Sir Richard Arkwright

Sir Richard Arkwright *

Richard Arkwright was born in 1732 in Preston, Lancashire in England. He was the youngest of thirteen children. His father was a poor labourer. At the age of ten he was an apprentice to a barber in Bolton, and twenty years of his life were spent in a cellar shop, shaving workmen at a penny a shave. It was doubtful at that time whether he could either read or write, but he had a vivid imagination and a quick brain. He became a 'hair- buyer' and later a wig-maker and eventually met and made friends with James Hargreaves, who had invented a machine nick-named 'The Spinning Jenny.' Hargreaves' Jenny could spin eight threads at once but the yarn was still inferior.

Arkwright and friend, clock maker John Kay, worked with spinning where the thread was drawn through four pairs of rollers, each moving faster than the pair before. Although this was not their idea, they worked on this together. They planned to invent a new machine which could spin a much larger number of threads and make them either as fine or as hard as they wished.

Arkwright took out his first patent in 1769; his spinning or water frame (as it was more commonly known) consisted of two large sets of rollers turning on each other, rather like an old- fashioned clothes wringer. One roller of each pair was made of steel, and finely grooved. The other was covered in leather. The fibres of the cotton plant were drawn through the grooves, compressed and stretched. Spindles then took the yarn and twisted it.

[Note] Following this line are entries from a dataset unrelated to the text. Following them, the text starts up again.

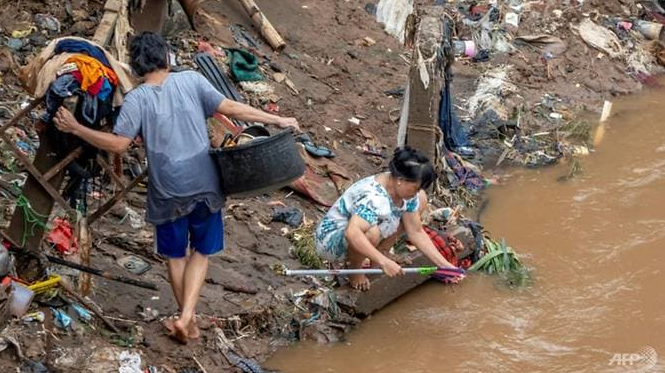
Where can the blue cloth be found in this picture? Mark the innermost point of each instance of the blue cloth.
(106, 90)
(453, 133)
(171, 119)
(80, 46)
(201, 230)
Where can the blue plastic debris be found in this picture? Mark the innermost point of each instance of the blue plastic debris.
(61, 319)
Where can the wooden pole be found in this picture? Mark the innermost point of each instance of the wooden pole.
(263, 25)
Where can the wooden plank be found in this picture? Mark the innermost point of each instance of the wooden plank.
(40, 200)
(33, 104)
(105, 29)
(63, 163)
(109, 170)
(113, 5)
(117, 197)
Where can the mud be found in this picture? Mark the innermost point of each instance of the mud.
(338, 77)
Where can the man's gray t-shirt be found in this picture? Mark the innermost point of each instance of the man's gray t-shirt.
(171, 119)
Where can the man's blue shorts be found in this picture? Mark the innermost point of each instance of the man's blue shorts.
(201, 230)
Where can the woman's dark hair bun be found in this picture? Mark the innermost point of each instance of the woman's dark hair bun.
(412, 165)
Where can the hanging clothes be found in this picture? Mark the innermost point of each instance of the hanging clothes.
(81, 47)
(91, 71)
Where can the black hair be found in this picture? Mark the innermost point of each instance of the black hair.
(147, 53)
(412, 165)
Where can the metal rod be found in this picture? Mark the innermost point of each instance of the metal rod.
(21, 114)
(117, 197)
(360, 271)
(88, 305)
(38, 176)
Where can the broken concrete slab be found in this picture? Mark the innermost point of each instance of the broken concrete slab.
(383, 289)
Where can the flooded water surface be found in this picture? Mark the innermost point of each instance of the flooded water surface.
(596, 247)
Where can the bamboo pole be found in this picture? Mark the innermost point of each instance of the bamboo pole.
(265, 27)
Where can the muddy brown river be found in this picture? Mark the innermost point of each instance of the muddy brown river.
(596, 248)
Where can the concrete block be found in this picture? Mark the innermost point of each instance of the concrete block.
(383, 289)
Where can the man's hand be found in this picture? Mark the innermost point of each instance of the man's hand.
(65, 121)
(289, 122)
(390, 268)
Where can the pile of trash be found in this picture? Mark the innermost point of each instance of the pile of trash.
(541, 65)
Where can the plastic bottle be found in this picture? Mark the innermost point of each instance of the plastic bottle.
(650, 30)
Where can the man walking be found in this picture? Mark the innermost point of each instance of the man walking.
(168, 111)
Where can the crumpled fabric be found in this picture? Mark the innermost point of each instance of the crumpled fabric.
(64, 86)
(324, 190)
(82, 46)
(36, 77)
(464, 175)
(289, 215)
(244, 65)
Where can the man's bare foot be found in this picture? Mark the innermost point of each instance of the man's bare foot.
(359, 282)
(180, 332)
(193, 329)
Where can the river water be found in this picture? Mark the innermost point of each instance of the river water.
(596, 248)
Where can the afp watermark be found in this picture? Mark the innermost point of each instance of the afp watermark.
(644, 360)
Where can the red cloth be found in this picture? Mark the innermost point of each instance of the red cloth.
(446, 251)
(62, 237)
(94, 88)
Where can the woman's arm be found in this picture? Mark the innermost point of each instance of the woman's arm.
(414, 229)
(356, 237)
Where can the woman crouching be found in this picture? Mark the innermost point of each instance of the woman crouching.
(371, 215)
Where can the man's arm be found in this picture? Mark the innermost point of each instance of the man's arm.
(247, 113)
(66, 122)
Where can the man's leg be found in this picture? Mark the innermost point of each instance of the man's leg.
(172, 242)
(206, 236)
(194, 277)
(176, 267)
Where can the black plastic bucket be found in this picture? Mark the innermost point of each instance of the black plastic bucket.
(260, 166)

In 1767, Arkwright fled to Nottingham with a man called Hargreaves and there he met Jedediah Strutt of Derby and together they opened Arkwrights' first factory in 1771 after their role models, the Lombe Brothers, who had used water power to drive silk- spinning machines. Arkwrights machine was driven by horses. who pulled the rollers by leather belt halters. He then used water power and then finally the improved steam engine which was invented around that time by James Watt.